The pièce de résistance of the fair’s correspondence, however, is a cache of 200 letters between George Orwell and the publisher Victor Gollancz. There’s a scratchy exchange about Animal Farm, first published 70 years ago. In a letter dated 19 March 1944, Orwell’s nervousness about submitting his anti-Soviet fable is apparent: “I have just finished a book… It is a little fairy story, about 30,000, with a political meaning. But I must tell you that it is – I think – completely unacceptable from your point of view (it is anti-Stalin)… If you think that you would like to have a look at it, in spite of its not being politically OK, could you let either me or my agent know?” The single-spaced typing reeks of worry that he’s gone too far and Gollancz’s reply confirms it: “Here is the manuscript of Animal Farm,” he wrote to Orwell’s agent. “I am highly critical of many aspects of internal and external Soviet policy: but I could not possibly publish a general attack of this nature.”

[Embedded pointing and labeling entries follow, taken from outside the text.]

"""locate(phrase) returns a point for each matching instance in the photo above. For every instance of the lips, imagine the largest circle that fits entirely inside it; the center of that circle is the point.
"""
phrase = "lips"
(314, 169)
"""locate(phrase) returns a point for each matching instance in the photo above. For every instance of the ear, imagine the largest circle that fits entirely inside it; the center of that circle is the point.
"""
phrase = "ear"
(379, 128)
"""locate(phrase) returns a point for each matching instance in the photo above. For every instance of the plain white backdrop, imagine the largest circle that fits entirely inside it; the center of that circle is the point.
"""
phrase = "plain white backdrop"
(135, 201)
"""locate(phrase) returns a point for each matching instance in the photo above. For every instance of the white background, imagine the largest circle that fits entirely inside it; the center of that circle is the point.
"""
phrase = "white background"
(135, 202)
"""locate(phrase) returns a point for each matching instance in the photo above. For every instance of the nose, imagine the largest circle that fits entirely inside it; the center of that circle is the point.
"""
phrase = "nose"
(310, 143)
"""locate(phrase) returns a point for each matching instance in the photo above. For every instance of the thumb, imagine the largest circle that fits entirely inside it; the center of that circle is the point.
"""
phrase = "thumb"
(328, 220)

It’s piquant to discover the great polemicist becoming the first known writer to worry about being politically incorrect; and to find Gollancz unable to see Animal Farm as an attack on all totalitarian governments, not just the Soviets.

The Orwell letters are for sale as a complete archive by Jonkers Rare Books at Stall C09 for £350,000.

It is not difficult to see why there should be a renewed interest in letters. A century ago, the families of famous writers and politicians would keep their deceased relatives’ correspondence with the powerful, and sell them to book dealers for a few guineas. Fifty years later, when handwriting had partially yielded to type, letters featuring the inky scrawl of George Eliot or Graham Greene commanded high prices. Since email sounded the death knell of the letter in the post, these missives offer more than quaintness; these scribbled, un-wordprocessed outpourings are like dispatches from a lost civilisation.